Independent Contractor Celebrates Gay Sex
Then, just after the report’s release, Guidepost kicked off a public celebration of LGBT Pride Month, announcing on Twitter that it was an ally of progress and equality, directly opposed to the declaration of the SBC’s “Baptist Faith & Message” that homosexuality and same-sex marriage is sin. Guidepost’s CEO is a graduate of Baylor University, a historically Baptist school, and it had purportedly hired a number of “Baptist subject matter experts,” but Guidepost evidently declined to reverse course.
Clearly, the Task Force has been caught off-guard, first by the Guidepost recommendations, then by its flagrant opposition to the convention’s theology of sex, marriage, and what constitutes an abuse of sexuality. Once touted as experts that understood Baptists, Guidepost is now excused as a mere private investigator.

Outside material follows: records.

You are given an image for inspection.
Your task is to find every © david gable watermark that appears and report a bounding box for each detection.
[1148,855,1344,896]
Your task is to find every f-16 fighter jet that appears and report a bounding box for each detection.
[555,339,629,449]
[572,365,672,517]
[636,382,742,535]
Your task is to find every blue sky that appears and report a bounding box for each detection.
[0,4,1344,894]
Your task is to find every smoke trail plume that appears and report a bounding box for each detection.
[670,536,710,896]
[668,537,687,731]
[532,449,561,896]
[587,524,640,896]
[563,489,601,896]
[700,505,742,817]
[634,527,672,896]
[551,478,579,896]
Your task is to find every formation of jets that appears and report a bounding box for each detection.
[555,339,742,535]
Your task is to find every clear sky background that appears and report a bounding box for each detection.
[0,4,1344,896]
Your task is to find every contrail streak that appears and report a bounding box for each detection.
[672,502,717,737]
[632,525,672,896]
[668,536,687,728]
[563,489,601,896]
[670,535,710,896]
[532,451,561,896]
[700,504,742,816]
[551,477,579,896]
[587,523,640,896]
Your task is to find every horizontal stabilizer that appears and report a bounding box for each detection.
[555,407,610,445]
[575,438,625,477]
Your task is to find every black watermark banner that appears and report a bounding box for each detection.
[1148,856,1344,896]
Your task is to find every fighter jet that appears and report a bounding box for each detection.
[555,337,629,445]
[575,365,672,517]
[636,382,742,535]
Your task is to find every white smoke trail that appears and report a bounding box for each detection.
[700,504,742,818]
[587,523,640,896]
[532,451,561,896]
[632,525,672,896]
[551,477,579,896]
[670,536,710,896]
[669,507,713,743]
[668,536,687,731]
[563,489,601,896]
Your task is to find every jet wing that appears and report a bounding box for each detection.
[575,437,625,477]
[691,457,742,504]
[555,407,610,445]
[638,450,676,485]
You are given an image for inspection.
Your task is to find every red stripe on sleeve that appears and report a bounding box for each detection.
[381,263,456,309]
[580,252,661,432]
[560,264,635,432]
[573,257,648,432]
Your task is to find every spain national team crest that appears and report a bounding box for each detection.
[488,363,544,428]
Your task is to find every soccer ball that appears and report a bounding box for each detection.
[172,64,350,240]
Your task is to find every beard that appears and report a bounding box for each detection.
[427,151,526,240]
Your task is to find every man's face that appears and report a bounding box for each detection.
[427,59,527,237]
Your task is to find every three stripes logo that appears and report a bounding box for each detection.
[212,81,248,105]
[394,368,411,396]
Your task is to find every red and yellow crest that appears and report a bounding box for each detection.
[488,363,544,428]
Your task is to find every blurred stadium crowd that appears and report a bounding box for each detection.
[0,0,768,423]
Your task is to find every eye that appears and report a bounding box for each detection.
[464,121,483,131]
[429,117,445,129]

Also, rather than forward Guidepost’s recommendations, the task force claims they were always tasked with reproducing recommendations to suit the SBC, even though only a few days separate the report’s release and the SBC’s annual meeting. Even the SATF’s recommendations appear tentative; the initial recommendations were published on June 1. A week later, the task force substantially revised them and deleted prior drafts from their blog.
So it is concerning that the task force is resorting to the same dysfunctional habits that Guidepost criticized in the old guard. The task force is letting legal risk aversion limit the experts’ recommendations. And it is trying to get carte blanche authority from messengers to do the sausage-making for them, out of public view.
Messengers should not give their SATF friends a blank check, any more than the EC trustees should have given their lawyer friends a blank check. Even good people with good intentions are poorly served by unaccountable systems.
An Extrajudicial Process for Judging Accusations
Enter Matthew Martens, a Washington, D.C., lawyer for death row inmates and a former clerk for Chief Justice William Rehnquist. Martens is a gifted advocate, but, by his own description, not an SBC insider nor a messenger to any prior convention, so perhaps he is not as familiar with the culture of dysfunctional SBC experts asking to be trusted to do the right thing in the back room.
Writing for the SBC’s in-house news service, Martens says SBC messengers should approve the SATF’s Recommendation II, including blanket authority to “create a ministry check website.” This appears to be a much-reduced version of the “offender information system” recommended by Guidepost.
The “MinistryCheck” site proposes to keep a permanent record of pastors, denominational workers, ministry employees, and volunteers who have been “credibly accused” (a minimal standard that the accusation is more likely than not true) of sex acts that violate local laws. If a judge or jury has not decided the question, the SATF proposes that outside lawyers could be hired, in some cases by the SBC, to write opinion letters after an investigation.